Décision de référence : cc • N° 01-10.743 • 2003-01-29 • Consulter la décision →
Imaginez-vous : vous êtes propriétaire d'un appartement à Villeurbanne, avec une belle vue sur le parc. Un jour, votre voisin du dessous décide de fermer son balcon par une véranda. Vous trouvez cela inesthétique, mais vous vous dites : "après tout, c'est son balcon, il fait ce qu'il veut." Erreur. Le balcon est très souvent une partie commune, même si son usage est privatif. Et si le règlement de copropriété interdit toute construction, même légère, aucun copropriétaire ne peut édifier une véranda sans l'accord de l'assemblée générale. Mais qui peut agir ? Faut-il prouver un préjudice ? C'est là que la décision du 29 janvier 2003 de la Cour de cassation change tout.
Cette décision, rendue dans une affaire concernant un immeuble à Lyon, apporte une réponse claire : un copropriétaire peut demander la suppression d'une véranda construite sur un balcon, sans avoir à démontrer qu'il subit un préjudice personnel et spécial, distinct de celui de la collectivité des copropriétaires. undefined, la simple violation du règlement de copropriété suffit à fonder l'action. Une aubaine pour les copropriétaires soucieux du respect des règles, mais un avertissement sérieux pour ceux qui seraient tentés d'empiéter sur les parties communes.
Dans cet article, nous allons décortiquer cette décision, comprendre ce qu'elle change pour vous, et vous donner des conseils pratiques pour éviter ou gérer ce type de litige. Que vous soyez propriétaire, locataire ou professionnel de l'immobilier, vous trouverez ici des réponses concrètes.
Les faits : une histoire comme il en arrive chaque jour
Nous sommes dans un immeuble en copropriété à Lyon. Le règlement de copropriété, datant de la construction, est clair : les balcons sont des parties communes, et il est interdit d'y édifier "aucune construction, même légère". Un copropriétaire, que nous appellerons M. X, propriétaire d'un appartement au 2ème étage, décide pourtant de faire construire une véranda sur son balcon. Il installe une structure vitrée, transformant son balcon en une pièce supplémentaire, sans aucune autorisation de l'assemblée générale des copropriétaires.

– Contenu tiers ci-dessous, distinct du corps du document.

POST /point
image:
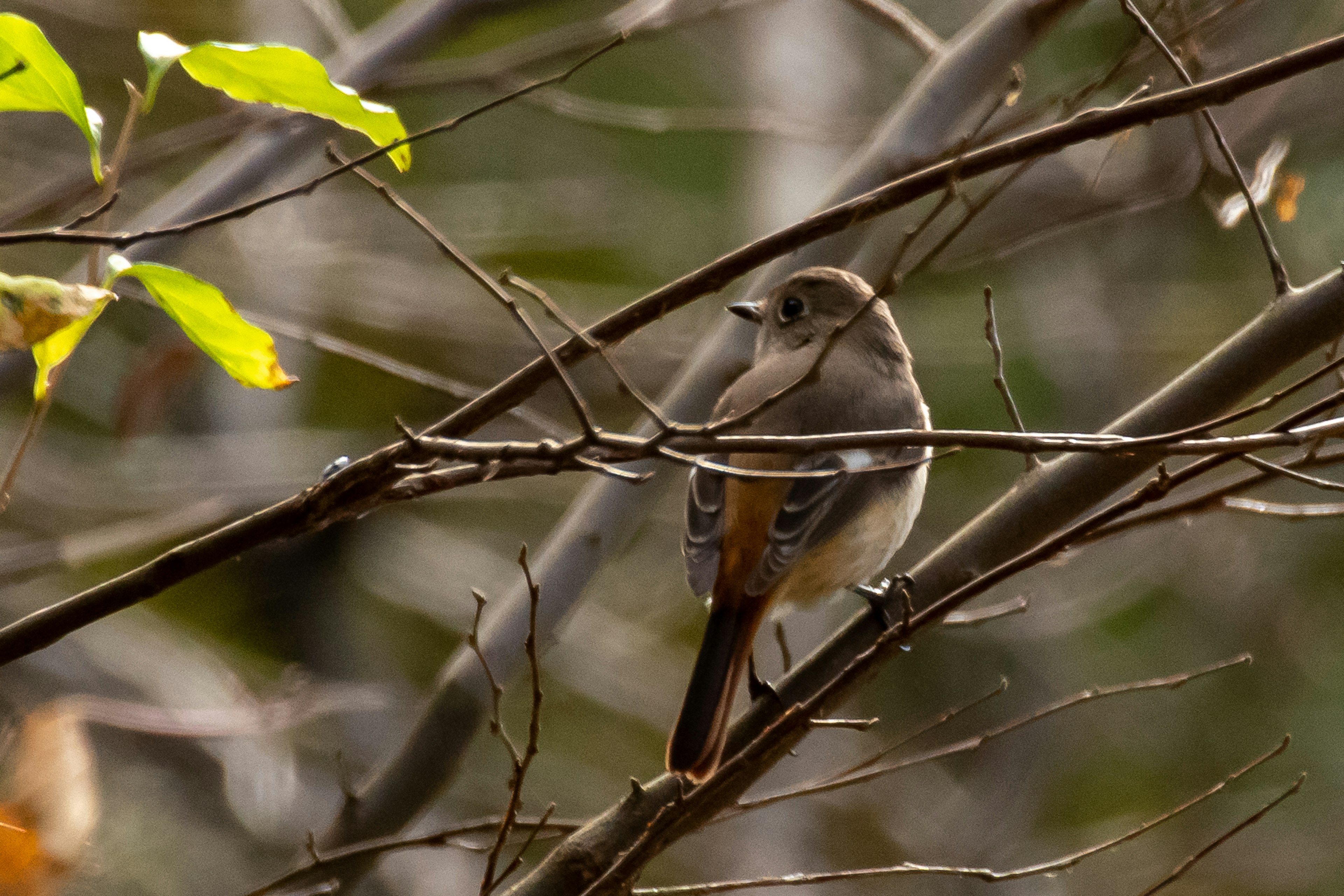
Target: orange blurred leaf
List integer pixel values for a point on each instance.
(1285, 203)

Un autre copropriétaire, M. Y, conteste cette construction. Il estime qu'elle viole le règlement de copropriété et qu'elle nuit à l'harmonie de l'immeuble. Il assigne M. X en justice pour obtenir la démolition de la véranda. Le tribunal de grande instance de Lyon donne raison à M. Y et ordonne la suppression de la véranda. M. X fait appel.
La cour d'appel de Lyon confirme le jugement. Mais M. X ne se décourage pas : il se pourvoit en cassation. Son argument principal ? M. Y n'a pas démontré qu'il subissait un préjudice personnel et spécial, distinct de celui de la collectivité des copropriétaires. Selon lui, pour agir en justice, il faut prouver un intérêt à agir, c'est-à-dire un préjudice concret. Or, la véranda n'affecte pas directement l'appartement de M. Y, ni sa vue, ni sa jouissance. Donc, son action serait irrecevable.
La Cour de cassation, dans son arrêt du 29 janvier 2003, rejette ce raisonnement. Elle estime que la cour d'appel a exactement décidé que l'action de M. Y était recevable, sans qu'il ait à démontrer un préjudice personnel et spécial. Pourquoi ? Parce que la violation du règlement de copropriété constitue en elle-même une atteinte aux droits de tous les copropriétaires. Chaque copropriétaire a un intérêt légitime à faire respecter les règles communes, même s'il n'en subit pas de conséquences particulières.
Le raisonnement de la juridiction — décortiqué
Pour comprendre cette décision, il faut revenir aux bases du droit de la copropriété. En France, la copropriété est régie par la loi du 10 juillet 1965. Cette loi établit que les parties communes (comme les balcons, les toits, les couloirs) appartiennent à tous les copropriétaires. Le règlement de copropriété, document qui organise la vie de l'immeuble, peut préciser les droits et obligations de chacun. Dans notre affaire, le règlement interdisait toute construction sur les balcons.
L'article 1240 du Code civil (anciennement 1382) dispose que "tout fait quelconque de l'homme, qui cause à autrui un dommage, oblige celui par la faute duquel il est arrivé à le réparer". En principe, pour agir en responsabilité, il faut prouver une faute, un dommage et un lien de causalité. Mais ici, la Cour de cassation fait une application particulière : la violation du règlement de copropriété est une faute, mais le dommage n'est pas individuel ; c'est un dommage collectif, subi par la copropriété dans son ensemble.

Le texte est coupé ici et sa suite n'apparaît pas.